Het tweede lid geeft een soortgelijk voorschrift voor verblijfsruimten, echter met een voorgeschreven spuicapaciteit van ten minste 3 dm³ per m² vloeroppervlakte van de desbetreffende verblijfsruimte. Om te voorkomen dat de spuiventilatie in een verblijfsruimte uitsluitend via een deur kan plaatsvinden, moet iedere verblijfsruimte ten minste één te openen raam hebben. Dit raam mag ook een schuifpui zijn. Een gedeelte van de spuiventilatiecapaciteit kan daarnaast via een luik of een deur plaatsvinden.

De samenhang tussen het eerste en het tweede lid maakt duidelijk dat bij de indeling van een verblijfsgebied in andere ruimten geen verblijfsruimte mag worden gerealiseerd zonder of met onvoldoende spuiventilatie. In een afzonderlijke verblijfsruimte kan met een kleinere spuicapaciteit worden volstaan dan in het verblijfsgebied. Dit moet dan wel in de rest van het verblijfsgebied (in dat verblijfsgebied gelegen andere verblijfsruimte of bijvoorbeeld een gang) worden gecompenseerd.

Het derde lid bepaalt dat bij een bijeenkomstfunctie voor kinderopvang de spuicapaciteit ook mag worden gerealiseerd met de reguliere (dikwijls mechanische ventilatievoorziening) [Stb. 2011, 676].. Bij kinderopvang worden niet altijd te openen ramen toegepast van wege het risico dat de kleine kinderen uit het raam vallen.

Artikel 3.43Plaats van de opening

In artikel 3.43 is aangegeven hoe groot de afstand tussen de deur, het raam of het luik die of dat als spuivoorziening dient en de perceelsgrens ten minste moet zijn. De bedoeling is eventuele overlast voor aangrenzende percelen te voorkomen. Bovendien kan er van worden uitgegaan dat bij die afstand de op het aangrenzende perceel gelegen belemmeringen geen groot effect hebben op de luchtstroom door de spuivoorziening. Beweegbare constructieonderdelen die dichter bij de erfgrens of de hartlijn van een aangrenzende openbare weg, openbaar water of openbaar groen liggen mogen niet worden meegerekend bij de bepaling van de doorspuicapaciteit.

Artikel 3.44Verbouw

Artikel 3.44 geeft een voorschrift voor het gedeeltelijk vernieuwen of veranderen of het vergroten van een bouwwerk. In dergelijke gevallen zijn de artikelen 3.42 en 3.43 van overeenkomstige toepassing. Het minimum niveau dat moet worden aangehouden is echter het rechtens verkregen niveau. Zie voor het begrip «rechtens verkregen niveau» de toelichting op artikel 1.1. Op het geheel vernieuwen zijn de nieuwbouwvoorschriften van toepassing. Artikel 1.12 bepaalt namelijk dat, tenzij anders is bepaald, de nieuwbouwvoorschriften van toepassing zijn.
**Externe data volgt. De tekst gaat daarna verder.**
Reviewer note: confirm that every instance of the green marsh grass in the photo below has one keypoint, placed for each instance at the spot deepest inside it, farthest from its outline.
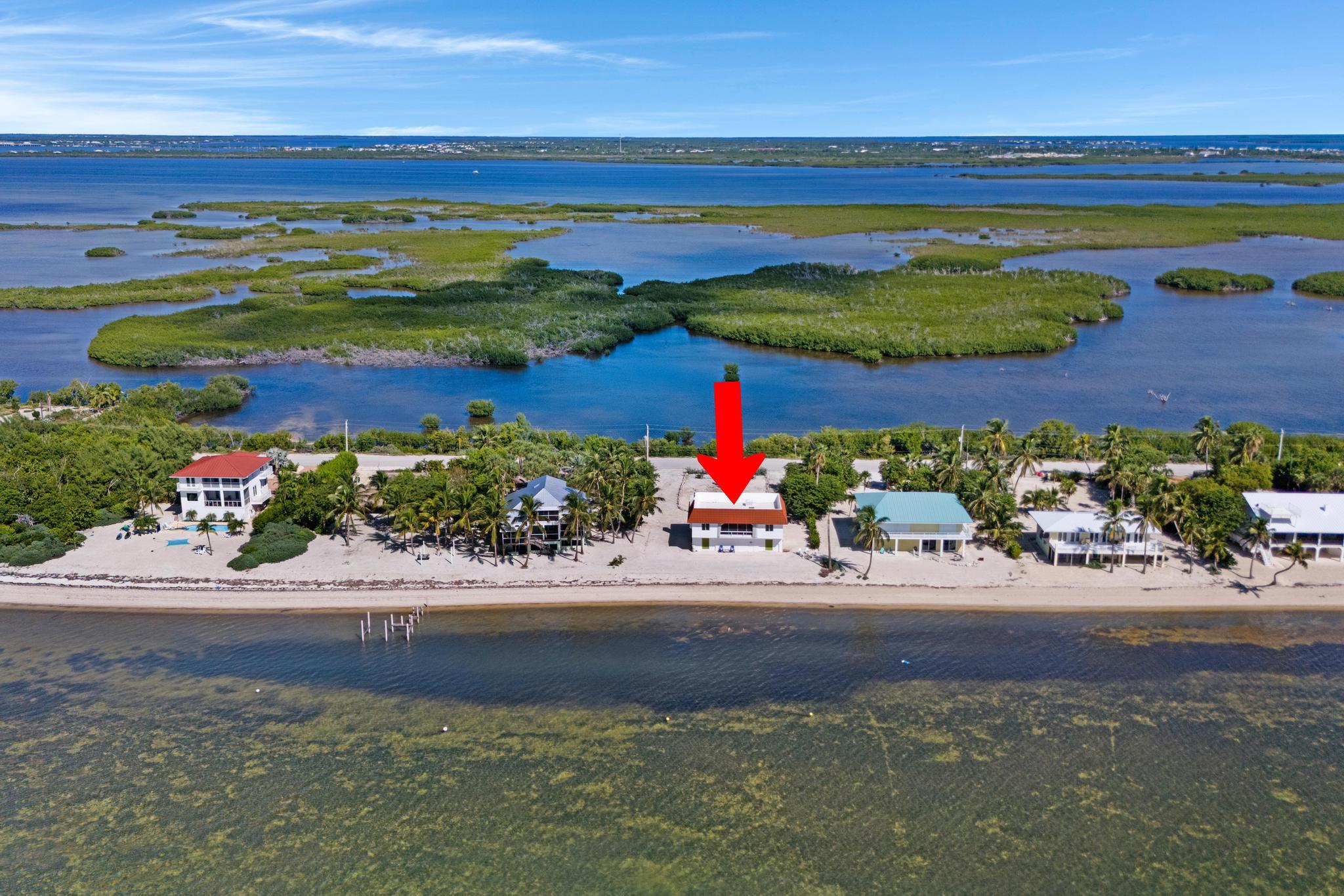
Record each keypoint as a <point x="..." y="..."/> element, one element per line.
<point x="1211" y="280"/>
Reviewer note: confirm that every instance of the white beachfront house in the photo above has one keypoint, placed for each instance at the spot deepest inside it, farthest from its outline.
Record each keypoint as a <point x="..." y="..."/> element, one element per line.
<point x="549" y="492"/>
<point x="1081" y="535"/>
<point x="751" y="523"/>
<point x="919" y="521"/>
<point x="237" y="483"/>
<point x="1314" y="519"/>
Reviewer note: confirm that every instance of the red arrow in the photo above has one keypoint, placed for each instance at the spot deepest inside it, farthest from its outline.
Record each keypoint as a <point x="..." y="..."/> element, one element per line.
<point x="730" y="470"/>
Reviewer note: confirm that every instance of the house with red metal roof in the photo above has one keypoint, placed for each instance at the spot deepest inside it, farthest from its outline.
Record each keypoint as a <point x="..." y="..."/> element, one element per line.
<point x="237" y="483"/>
<point x="751" y="523"/>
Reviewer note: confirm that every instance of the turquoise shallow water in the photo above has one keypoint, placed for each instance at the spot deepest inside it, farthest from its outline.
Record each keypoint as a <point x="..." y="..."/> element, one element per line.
<point x="677" y="750"/>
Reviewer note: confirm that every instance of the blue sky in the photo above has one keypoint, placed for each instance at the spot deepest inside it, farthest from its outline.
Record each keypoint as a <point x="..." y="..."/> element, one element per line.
<point x="669" y="69"/>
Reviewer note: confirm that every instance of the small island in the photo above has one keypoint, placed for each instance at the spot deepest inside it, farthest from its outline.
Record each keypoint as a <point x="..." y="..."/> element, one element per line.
<point x="1211" y="280"/>
<point x="1326" y="284"/>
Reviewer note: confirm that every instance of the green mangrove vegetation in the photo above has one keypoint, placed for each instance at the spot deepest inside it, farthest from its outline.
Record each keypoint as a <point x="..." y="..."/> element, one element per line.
<point x="1323" y="284"/>
<point x="523" y="312"/>
<point x="274" y="543"/>
<point x="433" y="258"/>
<point x="895" y="314"/>
<point x="1211" y="280"/>
<point x="530" y="312"/>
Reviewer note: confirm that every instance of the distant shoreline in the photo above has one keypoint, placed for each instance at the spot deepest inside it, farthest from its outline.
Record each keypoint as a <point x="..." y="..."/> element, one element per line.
<point x="1005" y="598"/>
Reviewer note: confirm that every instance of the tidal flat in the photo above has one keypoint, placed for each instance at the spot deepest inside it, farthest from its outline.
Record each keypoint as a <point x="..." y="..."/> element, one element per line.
<point x="669" y="750"/>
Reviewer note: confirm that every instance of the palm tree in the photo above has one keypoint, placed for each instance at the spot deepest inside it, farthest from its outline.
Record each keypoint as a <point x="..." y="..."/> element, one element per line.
<point x="1296" y="554"/>
<point x="206" y="527"/>
<point x="1194" y="535"/>
<point x="494" y="520"/>
<point x="1257" y="537"/>
<point x="1113" y="442"/>
<point x="1214" y="548"/>
<point x="105" y="396"/>
<point x="869" y="533"/>
<point x="815" y="460"/>
<point x="1113" y="527"/>
<point x="576" y="520"/>
<point x="1026" y="458"/>
<point x="378" y="485"/>
<point x="983" y="500"/>
<point x="433" y="514"/>
<point x="463" y="507"/>
<point x="345" y="506"/>
<point x="998" y="437"/>
<point x="405" y="520"/>
<point x="1206" y="438"/>
<point x="1083" y="446"/>
<point x="1151" y="515"/>
<point x="1249" y="445"/>
<point x="948" y="468"/>
<point x="528" y="515"/>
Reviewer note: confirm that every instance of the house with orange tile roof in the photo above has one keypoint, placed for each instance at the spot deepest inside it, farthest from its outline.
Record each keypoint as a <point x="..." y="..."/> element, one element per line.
<point x="751" y="523"/>
<point x="237" y="483"/>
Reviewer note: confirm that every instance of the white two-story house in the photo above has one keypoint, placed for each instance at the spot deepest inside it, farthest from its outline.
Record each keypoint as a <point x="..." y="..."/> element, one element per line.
<point x="751" y="523"/>
<point x="237" y="483"/>
<point x="1082" y="537"/>
<point x="550" y="529"/>
<point x="1313" y="519"/>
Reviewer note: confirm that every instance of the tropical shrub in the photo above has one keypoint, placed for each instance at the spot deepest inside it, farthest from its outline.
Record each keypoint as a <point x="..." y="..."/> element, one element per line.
<point x="26" y="546"/>
<point x="1324" y="284"/>
<point x="1211" y="280"/>
<point x="277" y="543"/>
<point x="952" y="264"/>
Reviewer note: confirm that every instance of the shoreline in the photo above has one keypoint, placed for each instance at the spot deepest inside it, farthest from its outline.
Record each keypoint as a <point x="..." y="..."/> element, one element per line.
<point x="995" y="598"/>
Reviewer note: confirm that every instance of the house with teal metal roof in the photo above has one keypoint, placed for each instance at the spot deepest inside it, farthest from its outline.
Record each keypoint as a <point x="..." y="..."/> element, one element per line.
<point x="919" y="521"/>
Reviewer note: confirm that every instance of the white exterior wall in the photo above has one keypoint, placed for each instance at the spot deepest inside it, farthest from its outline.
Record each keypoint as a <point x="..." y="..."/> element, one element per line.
<point x="253" y="492"/>
<point x="707" y="537"/>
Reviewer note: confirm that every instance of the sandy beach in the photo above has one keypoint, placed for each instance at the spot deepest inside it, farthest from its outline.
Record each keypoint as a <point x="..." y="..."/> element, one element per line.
<point x="1191" y="600"/>
<point x="651" y="566"/>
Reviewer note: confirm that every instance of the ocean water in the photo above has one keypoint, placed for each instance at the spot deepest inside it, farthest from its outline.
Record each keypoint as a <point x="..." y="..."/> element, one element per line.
<point x="1236" y="357"/>
<point x="673" y="750"/>
<point x="49" y="190"/>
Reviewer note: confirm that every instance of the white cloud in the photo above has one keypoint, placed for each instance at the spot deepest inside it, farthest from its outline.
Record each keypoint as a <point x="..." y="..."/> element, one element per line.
<point x="1099" y="54"/>
<point x="38" y="109"/>
<point x="418" y="131"/>
<point x="417" y="41"/>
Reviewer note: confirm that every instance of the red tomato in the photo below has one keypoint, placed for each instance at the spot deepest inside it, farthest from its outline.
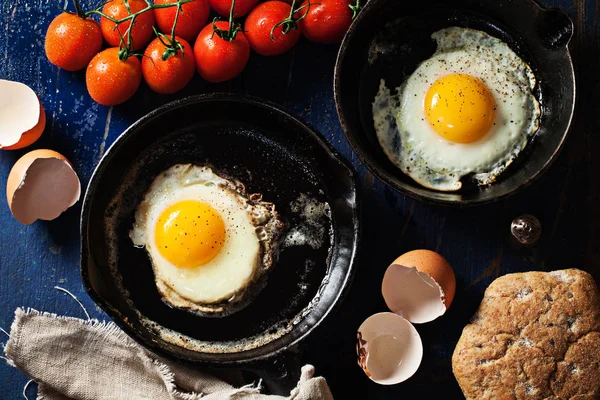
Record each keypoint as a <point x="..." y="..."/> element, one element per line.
<point x="111" y="81"/>
<point x="142" y="28"/>
<point x="327" y="20"/>
<point x="192" y="17"/>
<point x="170" y="75"/>
<point x="71" y="41"/>
<point x="242" y="7"/>
<point x="259" y="24"/>
<point x="219" y="60"/>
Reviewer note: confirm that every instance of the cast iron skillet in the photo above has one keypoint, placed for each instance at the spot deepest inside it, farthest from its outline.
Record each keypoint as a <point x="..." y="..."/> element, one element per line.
<point x="273" y="153"/>
<point x="390" y="38"/>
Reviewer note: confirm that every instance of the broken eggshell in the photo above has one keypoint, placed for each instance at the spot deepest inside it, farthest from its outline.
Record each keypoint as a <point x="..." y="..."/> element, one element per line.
<point x="389" y="348"/>
<point x="419" y="286"/>
<point x="41" y="185"/>
<point x="22" y="116"/>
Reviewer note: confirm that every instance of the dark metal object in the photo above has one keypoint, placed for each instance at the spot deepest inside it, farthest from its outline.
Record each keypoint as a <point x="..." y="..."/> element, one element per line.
<point x="273" y="153"/>
<point x="526" y="229"/>
<point x="390" y="38"/>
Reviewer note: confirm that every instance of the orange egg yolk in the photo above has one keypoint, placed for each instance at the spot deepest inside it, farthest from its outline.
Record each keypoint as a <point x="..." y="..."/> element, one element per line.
<point x="460" y="108"/>
<point x="189" y="233"/>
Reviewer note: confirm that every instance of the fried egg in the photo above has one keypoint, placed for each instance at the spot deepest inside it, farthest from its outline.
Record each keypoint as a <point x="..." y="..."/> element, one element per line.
<point x="208" y="240"/>
<point x="467" y="110"/>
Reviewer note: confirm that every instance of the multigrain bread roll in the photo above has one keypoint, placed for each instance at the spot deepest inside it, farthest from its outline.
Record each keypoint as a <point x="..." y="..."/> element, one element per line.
<point x="536" y="335"/>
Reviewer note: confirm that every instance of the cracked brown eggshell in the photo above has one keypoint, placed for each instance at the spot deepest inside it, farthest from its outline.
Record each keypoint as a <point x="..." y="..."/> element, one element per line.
<point x="389" y="348"/>
<point x="419" y="286"/>
<point x="22" y="116"/>
<point x="536" y="335"/>
<point x="41" y="185"/>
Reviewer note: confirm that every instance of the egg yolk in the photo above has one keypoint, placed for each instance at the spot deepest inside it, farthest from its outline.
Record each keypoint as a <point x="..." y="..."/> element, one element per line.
<point x="460" y="108"/>
<point x="189" y="233"/>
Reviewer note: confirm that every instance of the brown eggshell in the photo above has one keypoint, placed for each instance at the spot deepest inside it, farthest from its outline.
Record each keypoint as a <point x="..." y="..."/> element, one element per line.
<point x="41" y="185"/>
<point x="434" y="265"/>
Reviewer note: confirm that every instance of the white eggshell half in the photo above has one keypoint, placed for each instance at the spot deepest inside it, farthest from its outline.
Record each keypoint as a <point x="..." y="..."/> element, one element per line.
<point x="19" y="111"/>
<point x="389" y="347"/>
<point x="411" y="294"/>
<point x="49" y="187"/>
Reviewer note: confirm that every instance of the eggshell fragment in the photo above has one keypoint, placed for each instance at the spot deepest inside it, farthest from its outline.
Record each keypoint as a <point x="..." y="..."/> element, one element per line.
<point x="41" y="185"/>
<point x="419" y="286"/>
<point x="389" y="348"/>
<point x="22" y="117"/>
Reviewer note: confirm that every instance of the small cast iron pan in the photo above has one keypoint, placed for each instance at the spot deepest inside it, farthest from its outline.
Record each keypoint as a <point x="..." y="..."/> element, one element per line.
<point x="271" y="152"/>
<point x="390" y="38"/>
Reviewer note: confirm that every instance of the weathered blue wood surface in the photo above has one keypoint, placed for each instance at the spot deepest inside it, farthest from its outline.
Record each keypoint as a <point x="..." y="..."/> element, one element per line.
<point x="35" y="258"/>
Artikel 3.45Tijdelijke bouw

Artikel 3.45 bepaalt dat wat betreft de spuivoorziening de nieuwbouwvoorschriften onverkort van toepassing zijn op tijdelijke bouwwerken. Met deze wijziging ten opzichte van het Bouwbesluit 2003 wordt tegemoet gekomen aan de noodzaak om ook bij tijdelijke woningen, kinderopvang en schoolgebouwen voor basisonderwijs meer aandacht aan een gezond binnenmilieu te besteden.

§ 3.7.2Bestaande bouw

Artikel 3.46

Zie de toelichting op paragraaf 3.7.1, Nieuwbouw.

Artikel 3.47

Zie de toelichting op paragraaf 3.7.1, Nieuwbouw.